The message of hope that Christians can speak into times of tragedy is important, says Terry Wilhite, an Alabama-based crisis communication specialist.

“What we do right now matters. Eternity could be in the balance for someone who sees the love of Jesus and the hope of glory in us at this very moment,” Wilhite says.

Neighbors, friends and coworkers will be hurting and they will seek answers, which is why Wilhite offers several tips for Christians as they respond to a crisis like the attack in Las Vegas:

Stop now and pray for all of those at the concert. Especially pray for first responders and their families, those whose love ones have died and those who are being treated now at Nevada hospitals. Pray for leaders who are now barraged with mountains of decisions that must be made.

Love and show grace with your words. Refrain from political commentary and remarks of judgment and don’t forward these type comments on social media or participate in a back and forth with those who are offering idle talk.

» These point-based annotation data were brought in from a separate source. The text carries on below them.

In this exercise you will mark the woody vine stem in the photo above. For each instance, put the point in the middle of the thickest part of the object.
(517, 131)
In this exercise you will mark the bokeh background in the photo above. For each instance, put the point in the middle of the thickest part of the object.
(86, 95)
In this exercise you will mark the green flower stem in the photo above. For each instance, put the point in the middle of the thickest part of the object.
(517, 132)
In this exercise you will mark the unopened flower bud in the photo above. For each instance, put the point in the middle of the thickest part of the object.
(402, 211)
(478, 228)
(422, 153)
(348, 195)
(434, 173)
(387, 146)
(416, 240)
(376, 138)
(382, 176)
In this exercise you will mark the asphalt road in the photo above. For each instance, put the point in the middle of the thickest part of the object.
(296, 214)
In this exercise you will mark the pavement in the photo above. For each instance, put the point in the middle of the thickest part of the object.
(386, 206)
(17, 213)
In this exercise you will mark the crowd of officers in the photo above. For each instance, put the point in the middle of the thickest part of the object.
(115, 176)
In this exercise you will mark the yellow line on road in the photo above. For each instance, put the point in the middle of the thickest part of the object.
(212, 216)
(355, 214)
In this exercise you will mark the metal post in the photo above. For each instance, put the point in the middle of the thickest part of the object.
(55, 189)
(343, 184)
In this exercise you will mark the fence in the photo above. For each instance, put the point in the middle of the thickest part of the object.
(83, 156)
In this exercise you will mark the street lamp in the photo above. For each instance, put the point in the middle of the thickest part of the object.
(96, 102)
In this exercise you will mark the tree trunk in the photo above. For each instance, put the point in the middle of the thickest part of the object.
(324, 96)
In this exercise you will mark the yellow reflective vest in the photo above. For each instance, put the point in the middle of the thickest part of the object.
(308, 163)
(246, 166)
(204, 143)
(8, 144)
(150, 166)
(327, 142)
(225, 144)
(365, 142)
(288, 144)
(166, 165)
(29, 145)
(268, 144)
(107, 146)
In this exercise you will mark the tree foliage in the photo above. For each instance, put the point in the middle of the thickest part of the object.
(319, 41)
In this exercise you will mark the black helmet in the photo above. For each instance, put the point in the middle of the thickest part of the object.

Point people to Jesus but don’t beat them up with Scripture. Share the comforting words of the Bible in a loving, graceful way.

Share lovingly and in your own words and life experiences how one can accept Jesus as Savior and how He carries our burdens and our sorrows; Jesus is not our best hope, He is our only hope. By entrusting our lives to Him we can have personal victory in times of crisis and the strength we need to go forward. “Because He Lives, we can face tomorrow…”

Be available to listen. Open your mind and heart, your home, your house of worship for prayer. Crises are our best opportunities to be available to share the hope that is within us. Be available. Listen. Pray with others.

Be one. If we call on Jesus as Lord and Savior, let’s stand together — put religious differences aside — and show the nation and the world what unity in Jesus is all about.

Following a national tragedy, grief is inevitable. However, in times of confusion and sorrow, the Church has an opportunity to encourage and comfort those who suffer, Blackwell says.

“We should fervently pray for the church to be at its best in the days ahead so that we can minister to the hurting, weep with the broken hearted and tell of the love of Christ.”